Long-short managers can wager on and against stocks.

Cameo Role

The shift into equities is sharper at Scaramucci’s firm, whose SkyBridge Alternatives Conference is the largest annual U.S. symposium for hedge-fund managers, featuring speakers from former U.S President Bill Clinton to actor Al Pacino.

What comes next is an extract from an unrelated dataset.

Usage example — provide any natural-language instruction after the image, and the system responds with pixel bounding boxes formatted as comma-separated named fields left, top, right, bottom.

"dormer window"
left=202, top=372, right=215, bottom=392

Scaramucci’s ability to network and draw big names to the annual event has earned him the nickname ‘the Mooch’ in the hedge-fund industry.

Scaramucci, 49, played a cameo role in Oliver Stone’s 2010 sequel ‘Wall Street: Money Never Sleeps.’ Before starting SkyBridge in 2005, Scaramucci, co-founded Oscar Capital Management LLC, which he sold to Neuberger Berman LLC in 2001. He previously worked at Goldman Sachs Group Inc. in private- wealth management.

The portion of the $4.4 billion SkyBridge Multi-Adviser Hedge Fund Portfolios LLC’s fund holdings in event-driven strategies rose to 64 percent as of Sept. 30 from 52 percent as of Dec. 31, while the proportion devoted to relative value fell to 33 percent from 45 percent.

Recovery Fund

The fund added $399 million in Paulson Recovery Fund in the second and third quarters, according to regulatory filings, and it put $91 million in Paulson Partners Enhanced LP in the latest quarter. Sixteen percent of the fund’s $3.26 billion of invested capital as of Sept. 30 was allocated to Paulson.

Paulson, 58, ranked 99th on the Bloomberg Billionaires Index as of Dec. 27 with a net worth of $11.4 billion, down $450 million year-to-date. His main funds are generating double-digit returns this year, regaining some of the ground lost to soured bets on the U.S. recovery, the euro crisis and gold that helped cut assets by about half from their 2011 peak.